Inspiration

Medication errors injure 1.5 million people annually in the US — most caused by dangerous drug combinations that no single doctor catches because they only see part of a patient's prescription history. Existing drug interaction checkers are static lookup tables: they can only flag combinations they've explicitly seen before. We wanted to build something that reasons from first principles — the way a pharmacist actually thinks. When we discovered Jac's walker model, we realized the human body is naturally a graph: organs, enzymes, and drugs as nodes, metabolic pathways as edges. That insight became MediGraph.

What it does

MediGraph lets anyone scan their current medications for dangerous interactions before their next doctor's visit. Add your medications, and two AI agents automatically analyze your personal metabolic graph — detecting conflicts structurally, proposing safer alternatives, adjusting doses for your kidney function, and explaining everything in plain English. One button downloads a PDF you can hand to your doctor. No medical training required.


How we built it

MediGraph is built entirely in Jac and is graph-native from the ground up — not a Python app with Jac bolted on.
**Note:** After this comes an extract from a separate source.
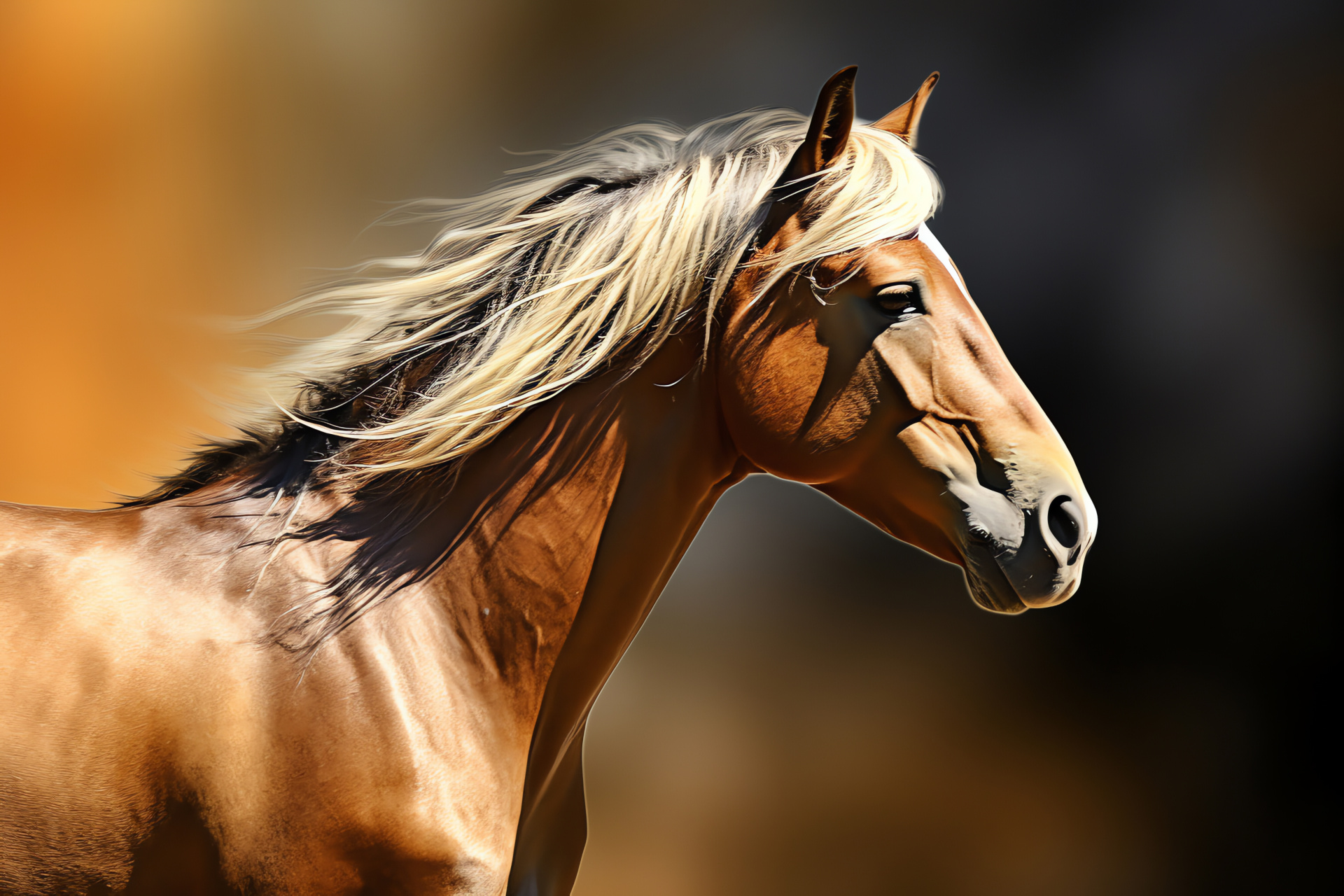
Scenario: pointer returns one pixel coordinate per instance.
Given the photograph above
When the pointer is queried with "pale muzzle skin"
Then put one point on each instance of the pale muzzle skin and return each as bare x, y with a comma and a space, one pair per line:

The patient's body is modeled as a first-class Jac graph: Drug nodes connect via MetabolizedBy edges to Enzyme nodes (CYP3A4, CYP2D6, CYP2C9, etc.), which connect to Organ nodes (Liver, Heart, Kidney). This structure mirrors real biochemistry.

Conflict detection uses a pure Jac walker — no LLM. The ConflictWalker traverses each drug's enzyme pathway and detects structural competition: two drugs sharing an enzyme where one is an inhibitor is a conflict, regardless of any lookup table.

Two agents handle the response: PharmacistAgent runs a ReAct loop — reading the patient graph, choosing from five deterministic tools (fetch FDA label, find alternatives, compute dose adjustment, escalate, done), dispatching, and looping until resolved. SafetyCritic is an independent agent that audits every finding afterward and issues a verdict. Both agents use byLLM typed functions — the return type signature is the prompt, no prompt engineering required.

Every reasoning step, evidence node, and recommendation is stored as a persistent graph node, making the agent's reasoning replayable and auditable. The consumer frontend is React + Tailwind, with the full agentic stack visible behind a single "Show advanced AI review" toggle so the app works for patients and impresses developers simultaneously.


Challenges we ran into

Designing the graph so that conflict detection required zero LLM calls was harder than it sounds. The temptation is to ask the LLM "do these two drugs interact?" — but that makes the system a black box and breaks when the LLM hallucinates. We had to encode enough biochemical structure (enzyme nodes, inhibitor flags, organ pathway edges) that the walker could detect conflicts purely from topology. Getting that seed graph right — 15 drugs, 6 enzymes, 5 organs, all correctly wired — took most of day one.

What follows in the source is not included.